The most common way to enter the canal on a cruise ship is from the Caribbean, near the port of Colon. Ships coming from the Pacific enter the canal near the port of Balboa. Whichever side you enter, your ship will likely spend some time waiting in locks. At any one time, there may be as many as 50 ships waiting to transit, and several ships may be in transit in each direction at the same time; normally all transiting ships travel in one direction in the morning, while in the afternoon ships bound in the other direction transit. Each ship is steered through the canal by a pilot from the Panama Canal Authority. It's also interesting to watch the canal workers.

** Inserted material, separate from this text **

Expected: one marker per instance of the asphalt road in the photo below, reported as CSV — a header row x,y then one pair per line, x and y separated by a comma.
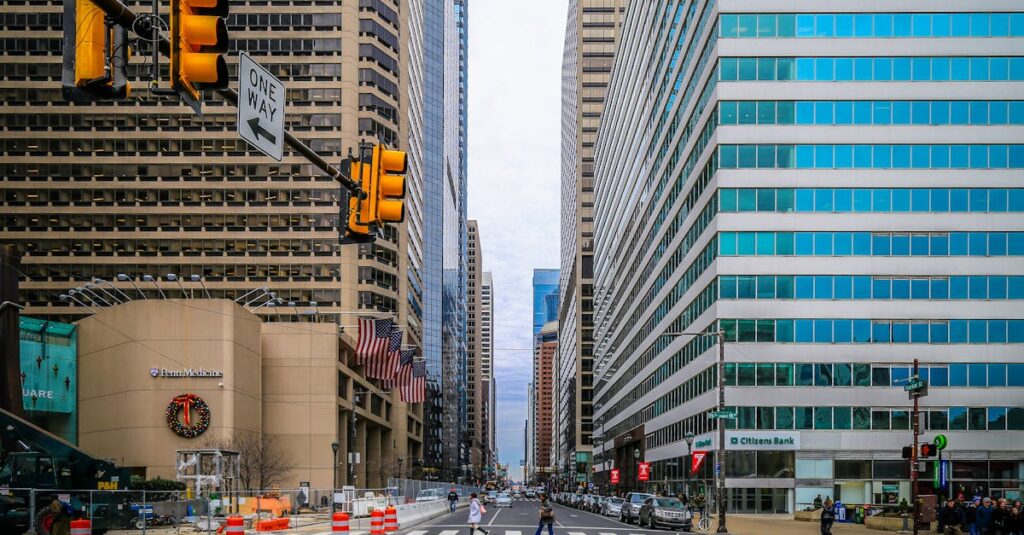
x,y
522,518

After passing through Gatun Locks, southbound ships enter man-made Gatun Lake, which covers more than 160 mi², making it one of the world's largest artificial lakes; it is also an integral part of the canal passage. Largely undeveloped, Gatun is rich in wildlife: As your ship sails around islands that were once hilltops, you're likely to see lots of birds. (Take good binoculars.) Crocodiles can sometimes be seen raising their snouts ever so slightly from the water. Ships cross all 24 mi of Gatun Lake to Gaillard Cut, a V-shaped channel that was carved from rock. This section of the canal through the Continental Divide was the most difficult to construct—it required excavating hundreds of millions of cubic yards/meters of rock and dirt.
Three separate lock systems (Gatun, on the Caribbean side; and Miraflores and Pedro Miguel, on the Pacific side) raise and lower ships 280 ft to the level of Gatun Lake and back again to sea level. Ships enter six chambers in all during their passage. Each chamber is 1,000 ft long and 100 ft wide and is paralleled by a twin lock (hence there are 12 chambers in all), permitting passage of two ships simultaneously. The chambers are filled and emptied by gravity, with 52 million gallons of fresh water being flushed out to sea with every ship's passage.
Most cruise ships pass through the canal during the day, when passengers can appreciate the natural beauty of the countryside and Gatun Lake. But a night crossing won't be disappointing: Lights reflecting in the water and the shadowy shapes of other ships gliding by lend an eerie, almost dreamlike quality to the experience.